From the BPM Quarterly E-Zine…http://docs.media.bitpipe.com/io_25x/io_25481/item_401189/sSOA_BPMezine_v2.pdf
What Constitutes Success?
‘Know up front what the process improvement is that the organization wants,’ advises Hill. That involves setting clear definitions and goals for improvements, such as shorter cycle time, high through-put or increased productivity.
But don’t limit your BPM program to operational improvements; think about using it to build business as well. Says Hershman: ‘It’s not just about cost-cutting and efficiencies. It’s about growth, being easier to do business with and focusing on the customer. A BPM program can really help enable business results.’
Once you know where you’re starting from and where you are headed, you can measure improvements.
Critical areas of business process improvement include:
Removing non-value added activities – It doesn’t make sense to perform activities within a process that don’t speed up the process, that don’t make the process run more efficiently and that don’t make it easier for the customer to buy from you.
Handoffs – Typically, the hand off between you finishing your activities and the next person beginning theirs is error prone.
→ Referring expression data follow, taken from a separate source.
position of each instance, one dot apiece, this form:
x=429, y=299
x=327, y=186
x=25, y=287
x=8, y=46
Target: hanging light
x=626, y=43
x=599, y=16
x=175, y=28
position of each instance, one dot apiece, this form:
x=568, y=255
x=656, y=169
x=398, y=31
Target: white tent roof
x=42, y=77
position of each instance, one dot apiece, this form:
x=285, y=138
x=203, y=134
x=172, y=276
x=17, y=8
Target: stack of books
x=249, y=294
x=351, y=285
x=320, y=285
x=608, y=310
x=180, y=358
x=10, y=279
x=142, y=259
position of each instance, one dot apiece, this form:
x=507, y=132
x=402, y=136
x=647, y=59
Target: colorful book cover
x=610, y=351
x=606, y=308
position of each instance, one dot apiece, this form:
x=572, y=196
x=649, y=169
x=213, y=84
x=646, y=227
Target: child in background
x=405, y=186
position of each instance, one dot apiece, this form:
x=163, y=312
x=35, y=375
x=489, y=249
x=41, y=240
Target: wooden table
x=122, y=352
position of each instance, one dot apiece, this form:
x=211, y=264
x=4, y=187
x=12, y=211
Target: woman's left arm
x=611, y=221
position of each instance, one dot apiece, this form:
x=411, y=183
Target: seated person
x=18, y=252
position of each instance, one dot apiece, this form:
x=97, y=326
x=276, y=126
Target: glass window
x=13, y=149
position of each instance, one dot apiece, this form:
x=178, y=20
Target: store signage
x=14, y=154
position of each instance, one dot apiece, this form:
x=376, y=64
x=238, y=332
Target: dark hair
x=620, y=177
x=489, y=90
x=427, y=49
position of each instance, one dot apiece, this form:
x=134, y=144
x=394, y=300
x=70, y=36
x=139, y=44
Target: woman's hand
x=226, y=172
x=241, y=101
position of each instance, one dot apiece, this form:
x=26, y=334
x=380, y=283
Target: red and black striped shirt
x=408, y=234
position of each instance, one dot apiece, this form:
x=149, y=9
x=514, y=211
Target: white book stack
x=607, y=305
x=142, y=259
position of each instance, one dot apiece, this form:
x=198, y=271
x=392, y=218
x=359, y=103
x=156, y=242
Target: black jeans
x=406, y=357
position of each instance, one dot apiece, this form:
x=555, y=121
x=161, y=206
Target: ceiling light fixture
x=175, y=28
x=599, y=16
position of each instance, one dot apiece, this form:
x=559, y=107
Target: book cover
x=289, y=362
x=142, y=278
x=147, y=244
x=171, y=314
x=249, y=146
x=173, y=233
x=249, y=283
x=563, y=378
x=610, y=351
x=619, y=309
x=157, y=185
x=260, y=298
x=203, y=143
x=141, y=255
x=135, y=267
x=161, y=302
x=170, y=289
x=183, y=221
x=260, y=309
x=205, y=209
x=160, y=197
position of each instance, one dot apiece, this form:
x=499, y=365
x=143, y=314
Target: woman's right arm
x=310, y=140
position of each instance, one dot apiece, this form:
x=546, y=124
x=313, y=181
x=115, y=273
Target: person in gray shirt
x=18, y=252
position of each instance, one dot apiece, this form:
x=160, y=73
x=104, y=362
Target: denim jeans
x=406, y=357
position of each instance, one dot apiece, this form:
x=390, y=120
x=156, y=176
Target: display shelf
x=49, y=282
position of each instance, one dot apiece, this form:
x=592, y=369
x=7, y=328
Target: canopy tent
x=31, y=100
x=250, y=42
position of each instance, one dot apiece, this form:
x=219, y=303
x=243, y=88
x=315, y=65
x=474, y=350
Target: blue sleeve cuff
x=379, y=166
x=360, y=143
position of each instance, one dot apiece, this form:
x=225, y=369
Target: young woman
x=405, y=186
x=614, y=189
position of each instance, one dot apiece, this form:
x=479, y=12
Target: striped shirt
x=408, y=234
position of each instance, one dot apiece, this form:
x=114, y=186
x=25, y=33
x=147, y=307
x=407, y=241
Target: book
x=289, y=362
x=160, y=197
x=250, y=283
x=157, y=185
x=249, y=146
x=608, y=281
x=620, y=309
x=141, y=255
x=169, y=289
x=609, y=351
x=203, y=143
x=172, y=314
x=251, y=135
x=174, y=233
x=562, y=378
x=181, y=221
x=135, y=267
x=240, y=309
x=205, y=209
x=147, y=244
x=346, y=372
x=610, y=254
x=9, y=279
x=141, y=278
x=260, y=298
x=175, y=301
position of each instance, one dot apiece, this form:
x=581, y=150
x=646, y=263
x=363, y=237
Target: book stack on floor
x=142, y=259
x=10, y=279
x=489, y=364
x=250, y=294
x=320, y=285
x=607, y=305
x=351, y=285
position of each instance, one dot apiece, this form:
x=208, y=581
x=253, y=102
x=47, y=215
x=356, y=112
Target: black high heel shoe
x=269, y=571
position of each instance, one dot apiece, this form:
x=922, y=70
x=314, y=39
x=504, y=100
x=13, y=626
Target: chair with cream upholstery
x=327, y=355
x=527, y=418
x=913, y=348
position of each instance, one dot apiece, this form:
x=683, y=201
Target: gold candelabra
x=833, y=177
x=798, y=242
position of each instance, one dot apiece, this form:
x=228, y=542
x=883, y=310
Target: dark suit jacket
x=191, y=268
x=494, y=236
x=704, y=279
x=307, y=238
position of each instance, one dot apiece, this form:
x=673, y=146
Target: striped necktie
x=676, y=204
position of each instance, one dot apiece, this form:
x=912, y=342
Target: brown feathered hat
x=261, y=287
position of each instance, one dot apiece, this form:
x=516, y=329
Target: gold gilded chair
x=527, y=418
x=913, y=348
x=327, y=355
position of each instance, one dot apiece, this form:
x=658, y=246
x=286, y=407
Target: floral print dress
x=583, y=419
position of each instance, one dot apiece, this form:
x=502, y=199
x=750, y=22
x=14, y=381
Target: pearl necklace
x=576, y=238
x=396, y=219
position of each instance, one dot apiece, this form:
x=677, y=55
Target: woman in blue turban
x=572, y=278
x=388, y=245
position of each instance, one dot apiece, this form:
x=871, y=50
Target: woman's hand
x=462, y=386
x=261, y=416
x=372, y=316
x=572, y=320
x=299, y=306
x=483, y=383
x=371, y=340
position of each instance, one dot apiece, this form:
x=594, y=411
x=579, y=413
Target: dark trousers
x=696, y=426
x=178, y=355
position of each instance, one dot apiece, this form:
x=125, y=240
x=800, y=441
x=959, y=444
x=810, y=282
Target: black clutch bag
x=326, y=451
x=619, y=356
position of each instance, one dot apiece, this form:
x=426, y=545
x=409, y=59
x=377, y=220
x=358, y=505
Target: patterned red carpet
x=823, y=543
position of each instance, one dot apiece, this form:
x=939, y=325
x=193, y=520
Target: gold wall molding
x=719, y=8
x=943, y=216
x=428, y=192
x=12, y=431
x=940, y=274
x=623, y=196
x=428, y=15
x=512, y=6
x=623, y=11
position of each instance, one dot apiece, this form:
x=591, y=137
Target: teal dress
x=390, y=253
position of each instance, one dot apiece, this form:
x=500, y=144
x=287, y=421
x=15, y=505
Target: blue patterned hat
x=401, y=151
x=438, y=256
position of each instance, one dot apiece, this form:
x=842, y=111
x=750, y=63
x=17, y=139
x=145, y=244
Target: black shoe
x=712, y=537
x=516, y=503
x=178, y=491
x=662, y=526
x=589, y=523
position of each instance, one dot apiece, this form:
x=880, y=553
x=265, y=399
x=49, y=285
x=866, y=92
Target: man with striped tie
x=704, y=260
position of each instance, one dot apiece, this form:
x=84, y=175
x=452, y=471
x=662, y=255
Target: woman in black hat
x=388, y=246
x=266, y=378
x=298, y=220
And, if poorly managed, this can cause more severe complications later in the process.
Customer touch points – Many BPM projects don’t address the customer. When you are approving your processes, be sure to take into account the customer. Focus on the improvements that would make it easier for your customers to do business with you.
Sure, we want to cut costs and be more efficient – but if you can make it easier for people to do business with you, you could also increase revenues. Talk about a Win/Win…
What has been your strategy for improving processes? What have you learned? How would you approach improving processes today?